Le bateau se prépare à repartir. L’homme gonfle ses muscles endoloris, il est prêt. Au moment où le bateau se remet en marche en tremblant sur l’eau, l’homme bondit de sa cachette. Quelques enjambées lui suffisent pour atteindre le bastingage. Le bateau a déjà quitté le quai. Mais il saute sur la rampe de métal, puis se projette en avant. Une seconde, il a l’impression de voler au-dessus de l’eau.

Le pilote et son assistant n’ont pas eu le temps de réagir. Ils regardent avec étonnement cette ombre, sortie de nulle part, bondir vers le quai. Le pilote hésite un moment. Doit-il retourner au quai pour attraper le fuyard ? Non. Après tout, son travail consiste à conduire ce bateau et non à jouer au policier. De toute façon, il n’a jamais vu cet homme, et son sort lui importe peu.
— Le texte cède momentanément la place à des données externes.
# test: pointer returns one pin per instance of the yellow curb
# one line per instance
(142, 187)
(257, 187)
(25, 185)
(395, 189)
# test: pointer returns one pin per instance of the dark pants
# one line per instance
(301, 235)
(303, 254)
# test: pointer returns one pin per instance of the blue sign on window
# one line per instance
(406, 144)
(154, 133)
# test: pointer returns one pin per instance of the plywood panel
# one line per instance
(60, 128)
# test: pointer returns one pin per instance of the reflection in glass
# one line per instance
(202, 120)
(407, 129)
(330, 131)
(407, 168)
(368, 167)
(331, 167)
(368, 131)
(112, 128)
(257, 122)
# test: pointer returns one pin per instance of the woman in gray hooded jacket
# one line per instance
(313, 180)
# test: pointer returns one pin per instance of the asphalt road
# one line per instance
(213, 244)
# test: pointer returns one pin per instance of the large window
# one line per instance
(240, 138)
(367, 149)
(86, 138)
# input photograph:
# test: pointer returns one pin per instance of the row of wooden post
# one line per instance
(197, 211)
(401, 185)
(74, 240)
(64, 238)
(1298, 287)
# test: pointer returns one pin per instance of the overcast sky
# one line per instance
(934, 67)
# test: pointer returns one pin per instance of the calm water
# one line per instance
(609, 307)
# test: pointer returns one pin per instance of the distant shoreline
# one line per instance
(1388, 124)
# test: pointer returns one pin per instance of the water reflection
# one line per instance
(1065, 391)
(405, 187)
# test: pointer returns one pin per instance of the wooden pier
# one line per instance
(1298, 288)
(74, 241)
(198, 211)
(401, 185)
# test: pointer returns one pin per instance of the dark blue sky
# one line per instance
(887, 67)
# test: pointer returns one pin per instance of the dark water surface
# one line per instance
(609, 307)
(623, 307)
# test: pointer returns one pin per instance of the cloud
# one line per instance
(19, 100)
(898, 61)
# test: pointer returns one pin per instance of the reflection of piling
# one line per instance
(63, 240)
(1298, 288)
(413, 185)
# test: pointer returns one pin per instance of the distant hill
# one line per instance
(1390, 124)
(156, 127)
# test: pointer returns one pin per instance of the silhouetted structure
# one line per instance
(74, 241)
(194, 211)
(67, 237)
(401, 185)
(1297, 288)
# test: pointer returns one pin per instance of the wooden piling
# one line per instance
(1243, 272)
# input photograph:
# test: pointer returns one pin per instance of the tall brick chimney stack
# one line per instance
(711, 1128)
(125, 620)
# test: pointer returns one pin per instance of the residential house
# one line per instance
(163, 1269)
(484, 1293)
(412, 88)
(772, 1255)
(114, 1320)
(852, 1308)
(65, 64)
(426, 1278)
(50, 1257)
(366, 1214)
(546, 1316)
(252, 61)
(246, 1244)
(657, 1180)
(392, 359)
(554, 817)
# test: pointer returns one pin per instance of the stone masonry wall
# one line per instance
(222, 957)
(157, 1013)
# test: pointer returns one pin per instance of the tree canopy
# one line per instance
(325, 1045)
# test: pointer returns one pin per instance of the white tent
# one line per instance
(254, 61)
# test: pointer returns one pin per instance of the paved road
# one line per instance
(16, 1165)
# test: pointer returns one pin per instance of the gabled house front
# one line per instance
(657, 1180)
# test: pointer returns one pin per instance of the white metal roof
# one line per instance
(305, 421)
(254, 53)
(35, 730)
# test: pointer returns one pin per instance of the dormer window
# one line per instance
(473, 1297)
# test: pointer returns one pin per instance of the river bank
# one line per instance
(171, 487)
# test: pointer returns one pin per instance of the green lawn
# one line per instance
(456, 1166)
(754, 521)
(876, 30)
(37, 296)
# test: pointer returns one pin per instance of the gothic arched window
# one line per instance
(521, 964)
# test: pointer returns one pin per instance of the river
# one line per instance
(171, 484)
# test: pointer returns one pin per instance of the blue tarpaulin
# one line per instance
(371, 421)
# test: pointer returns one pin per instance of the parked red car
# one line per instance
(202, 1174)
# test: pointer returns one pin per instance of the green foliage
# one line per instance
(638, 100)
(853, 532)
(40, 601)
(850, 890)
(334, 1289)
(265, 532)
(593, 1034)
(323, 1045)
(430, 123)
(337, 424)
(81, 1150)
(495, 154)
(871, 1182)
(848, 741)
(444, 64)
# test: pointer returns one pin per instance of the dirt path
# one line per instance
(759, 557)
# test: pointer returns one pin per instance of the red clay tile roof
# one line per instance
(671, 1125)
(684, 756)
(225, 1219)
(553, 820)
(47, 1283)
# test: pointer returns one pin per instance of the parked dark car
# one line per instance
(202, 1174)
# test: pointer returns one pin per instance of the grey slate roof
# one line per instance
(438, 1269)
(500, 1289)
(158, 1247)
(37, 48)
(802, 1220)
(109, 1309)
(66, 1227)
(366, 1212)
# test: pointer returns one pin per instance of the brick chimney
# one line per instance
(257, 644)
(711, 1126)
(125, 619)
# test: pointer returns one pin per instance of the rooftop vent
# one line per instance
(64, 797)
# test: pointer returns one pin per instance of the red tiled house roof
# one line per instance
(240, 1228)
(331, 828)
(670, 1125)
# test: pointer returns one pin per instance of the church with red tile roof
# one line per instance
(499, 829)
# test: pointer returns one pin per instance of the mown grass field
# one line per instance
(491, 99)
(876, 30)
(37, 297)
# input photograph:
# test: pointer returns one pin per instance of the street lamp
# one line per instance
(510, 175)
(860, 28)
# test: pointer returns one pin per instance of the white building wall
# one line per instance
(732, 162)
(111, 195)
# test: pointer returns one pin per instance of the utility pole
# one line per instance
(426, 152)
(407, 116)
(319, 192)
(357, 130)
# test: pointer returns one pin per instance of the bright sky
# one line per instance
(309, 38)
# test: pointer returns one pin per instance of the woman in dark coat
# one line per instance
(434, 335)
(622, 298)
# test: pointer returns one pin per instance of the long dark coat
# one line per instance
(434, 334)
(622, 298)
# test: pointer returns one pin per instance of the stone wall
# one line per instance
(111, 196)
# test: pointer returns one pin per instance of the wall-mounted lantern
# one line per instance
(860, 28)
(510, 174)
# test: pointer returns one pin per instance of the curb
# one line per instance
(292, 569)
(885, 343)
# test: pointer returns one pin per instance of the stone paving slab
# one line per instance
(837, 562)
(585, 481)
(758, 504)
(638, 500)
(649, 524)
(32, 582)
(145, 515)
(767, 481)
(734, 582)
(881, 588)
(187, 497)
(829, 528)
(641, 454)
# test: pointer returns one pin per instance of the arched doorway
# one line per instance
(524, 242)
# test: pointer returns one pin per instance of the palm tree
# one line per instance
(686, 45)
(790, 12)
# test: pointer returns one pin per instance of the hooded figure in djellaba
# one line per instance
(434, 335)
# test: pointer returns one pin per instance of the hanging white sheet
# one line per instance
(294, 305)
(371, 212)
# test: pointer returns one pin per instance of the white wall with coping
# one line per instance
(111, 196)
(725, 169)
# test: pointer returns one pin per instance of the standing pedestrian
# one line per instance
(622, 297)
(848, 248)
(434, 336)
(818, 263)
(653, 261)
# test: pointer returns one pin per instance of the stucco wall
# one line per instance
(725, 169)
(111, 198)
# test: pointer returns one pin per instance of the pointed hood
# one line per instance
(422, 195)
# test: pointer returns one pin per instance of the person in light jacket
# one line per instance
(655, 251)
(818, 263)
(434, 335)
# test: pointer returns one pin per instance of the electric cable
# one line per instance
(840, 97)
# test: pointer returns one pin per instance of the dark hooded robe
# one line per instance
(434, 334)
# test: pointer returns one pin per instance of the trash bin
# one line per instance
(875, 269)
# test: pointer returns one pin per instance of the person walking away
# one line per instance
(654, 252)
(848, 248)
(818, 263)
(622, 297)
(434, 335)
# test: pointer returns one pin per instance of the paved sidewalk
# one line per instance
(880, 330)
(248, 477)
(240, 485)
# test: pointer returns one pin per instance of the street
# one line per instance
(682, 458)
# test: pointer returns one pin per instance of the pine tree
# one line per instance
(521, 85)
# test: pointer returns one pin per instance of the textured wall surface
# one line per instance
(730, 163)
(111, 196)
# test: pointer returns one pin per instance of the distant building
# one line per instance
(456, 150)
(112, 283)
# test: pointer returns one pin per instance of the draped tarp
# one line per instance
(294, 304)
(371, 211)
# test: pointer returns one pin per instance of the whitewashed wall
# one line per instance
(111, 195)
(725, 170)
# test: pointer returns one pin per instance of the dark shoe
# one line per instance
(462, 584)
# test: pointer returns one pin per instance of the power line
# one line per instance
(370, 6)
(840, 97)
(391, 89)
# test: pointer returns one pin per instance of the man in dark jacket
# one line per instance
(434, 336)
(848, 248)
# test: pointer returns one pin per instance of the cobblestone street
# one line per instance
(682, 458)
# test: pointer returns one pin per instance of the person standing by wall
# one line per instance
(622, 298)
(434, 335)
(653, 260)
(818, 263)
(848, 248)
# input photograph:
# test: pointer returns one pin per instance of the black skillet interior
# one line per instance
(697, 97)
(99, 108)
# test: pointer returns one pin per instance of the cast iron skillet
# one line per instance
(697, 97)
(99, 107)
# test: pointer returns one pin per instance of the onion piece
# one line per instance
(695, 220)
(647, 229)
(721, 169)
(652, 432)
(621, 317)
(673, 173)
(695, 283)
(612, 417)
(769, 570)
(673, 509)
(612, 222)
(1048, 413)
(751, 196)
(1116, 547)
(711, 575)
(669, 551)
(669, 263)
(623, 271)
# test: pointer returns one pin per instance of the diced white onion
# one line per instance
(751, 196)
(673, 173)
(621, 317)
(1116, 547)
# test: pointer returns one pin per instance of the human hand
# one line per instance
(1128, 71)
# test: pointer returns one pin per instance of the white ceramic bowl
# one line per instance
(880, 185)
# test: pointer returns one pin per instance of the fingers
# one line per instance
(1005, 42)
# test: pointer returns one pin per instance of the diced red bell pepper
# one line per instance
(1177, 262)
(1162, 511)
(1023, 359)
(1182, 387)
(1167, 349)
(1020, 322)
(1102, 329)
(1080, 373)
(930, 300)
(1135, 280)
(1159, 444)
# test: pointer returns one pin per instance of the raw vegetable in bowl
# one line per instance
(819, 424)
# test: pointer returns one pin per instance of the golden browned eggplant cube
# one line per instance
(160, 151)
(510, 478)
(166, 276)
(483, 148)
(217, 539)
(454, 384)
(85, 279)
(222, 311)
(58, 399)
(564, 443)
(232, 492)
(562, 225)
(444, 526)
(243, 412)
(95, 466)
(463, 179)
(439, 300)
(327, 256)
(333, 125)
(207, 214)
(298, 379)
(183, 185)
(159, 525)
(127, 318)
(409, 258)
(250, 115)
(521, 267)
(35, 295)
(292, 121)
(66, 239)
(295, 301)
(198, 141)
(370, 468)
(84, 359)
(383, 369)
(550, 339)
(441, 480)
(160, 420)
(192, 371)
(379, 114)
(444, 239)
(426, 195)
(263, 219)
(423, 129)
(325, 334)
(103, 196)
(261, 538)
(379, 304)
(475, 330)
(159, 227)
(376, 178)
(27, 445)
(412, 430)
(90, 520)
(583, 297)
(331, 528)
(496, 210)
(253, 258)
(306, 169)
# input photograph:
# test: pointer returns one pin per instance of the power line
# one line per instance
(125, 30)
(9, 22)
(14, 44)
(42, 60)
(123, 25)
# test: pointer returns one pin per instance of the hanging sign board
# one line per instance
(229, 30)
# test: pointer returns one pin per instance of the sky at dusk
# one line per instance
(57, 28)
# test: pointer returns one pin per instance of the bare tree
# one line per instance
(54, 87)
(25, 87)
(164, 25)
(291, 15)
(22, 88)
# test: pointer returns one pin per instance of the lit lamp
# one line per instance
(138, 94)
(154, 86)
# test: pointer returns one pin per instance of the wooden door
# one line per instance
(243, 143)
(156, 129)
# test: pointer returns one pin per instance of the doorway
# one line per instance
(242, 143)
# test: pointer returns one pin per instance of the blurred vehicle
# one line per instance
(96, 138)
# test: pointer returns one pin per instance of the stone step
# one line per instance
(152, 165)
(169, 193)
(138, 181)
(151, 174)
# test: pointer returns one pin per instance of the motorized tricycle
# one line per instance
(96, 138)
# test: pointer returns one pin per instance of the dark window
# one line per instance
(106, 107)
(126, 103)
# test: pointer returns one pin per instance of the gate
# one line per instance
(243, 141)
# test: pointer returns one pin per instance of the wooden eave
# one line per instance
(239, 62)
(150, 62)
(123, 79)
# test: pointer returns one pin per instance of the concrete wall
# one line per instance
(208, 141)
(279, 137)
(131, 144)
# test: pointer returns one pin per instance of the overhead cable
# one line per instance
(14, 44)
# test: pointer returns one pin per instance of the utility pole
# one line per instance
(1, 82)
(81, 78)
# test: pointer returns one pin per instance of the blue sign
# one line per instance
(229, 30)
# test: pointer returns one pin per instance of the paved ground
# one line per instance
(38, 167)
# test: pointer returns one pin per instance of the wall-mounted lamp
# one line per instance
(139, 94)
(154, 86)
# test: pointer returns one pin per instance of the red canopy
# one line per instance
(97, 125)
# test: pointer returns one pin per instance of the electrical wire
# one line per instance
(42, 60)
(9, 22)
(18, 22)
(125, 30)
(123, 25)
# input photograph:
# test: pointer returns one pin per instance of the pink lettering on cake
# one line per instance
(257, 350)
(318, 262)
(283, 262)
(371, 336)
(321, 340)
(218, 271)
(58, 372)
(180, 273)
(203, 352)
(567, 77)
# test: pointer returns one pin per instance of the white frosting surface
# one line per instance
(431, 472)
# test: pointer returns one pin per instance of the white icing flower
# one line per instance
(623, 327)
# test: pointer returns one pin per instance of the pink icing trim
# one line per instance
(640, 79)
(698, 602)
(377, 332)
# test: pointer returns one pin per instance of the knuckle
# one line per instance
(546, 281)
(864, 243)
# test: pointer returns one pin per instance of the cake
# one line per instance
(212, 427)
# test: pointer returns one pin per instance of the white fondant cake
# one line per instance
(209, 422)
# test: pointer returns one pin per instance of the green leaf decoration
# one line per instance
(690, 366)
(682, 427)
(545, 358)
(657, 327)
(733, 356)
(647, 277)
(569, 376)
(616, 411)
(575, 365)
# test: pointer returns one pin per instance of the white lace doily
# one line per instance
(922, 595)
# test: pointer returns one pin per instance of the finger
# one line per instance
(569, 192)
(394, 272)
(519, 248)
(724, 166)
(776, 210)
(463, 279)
Le fugitif a réussi à atteindre le quai d’un bond fulgurant et il court maintenant à grandes enjambées. Quelques passants l’ont vu sauter. Qui est-il ? Pourquoi file-t-il ainsi ?

Il fonce vers la forêt en s’éloignant de l’océan Arctique. Chaque foulée le rapproche de la lisière des arbres. Il sent son cœur cogner dans sa poitrine, ses tempes battre. Mais rien ne peut l’arrêter.

Au loin, le pilote le regarde. Il s’agit sûrement d’un fou, pense-t-il. Se sauver dans le bois, quelle idée ridicule ! Suicidaire. Personne ne peut survivre dans cette forêt. En bon marin, il se sent bien plus en sécurité au milieu de l’immensité d’eau glacée que dans cette mer d’arbres qui vient d’engloutir le fuyard.

Ce fou court à sa perte, se dit-il. Qui il est importe peu, maintenant, car plus personne n’en entendra jamais parler. Le pilote se retourne, le vent du large souffle sur son visage.

2

L’avocate et le Nakota

Montréal

Les escarpins résonnent sur le béton. Audrey Duval marche vite. Tout en elle exprime l’empressement. Sa façon de bouger, de parler, de regarder constamment sa montre, de surveiller les messages sur son téléphone cellulaire. Le temps, c’est ce dont elle manque le plus.

Elle avance entre les épaves humaines, tentant d’y reconnaître un visage. Sa silhouette fine et ses vêtements chics jurent avec la faune du quartier. Elle tient dans une main sa mallette noire d’avocate et, dans l’autre, une photo sur laquelle apparaît l’image d’un homme vieilli prématurément, au visage rond traversé de rides, aux cheveux en bataille, à la moustache clairsemée et au nez légèrement épaté. Il possède le regard triste et embrouillé de ceux qui ont abusé trop longtemps d’alcool et de drogue de mauvaise qualité.

« Avez-vous vu Ernest Picard ? »

L’homme à la barbe blanche, cernée de jaune, la regarde sans la voir vraiment.

« As-tu de l’argent pour un café ? » réussit-il à dire pour toute réponse.

L’avocate ne se décourage pas, donne quelques pièces puis continue son chemin.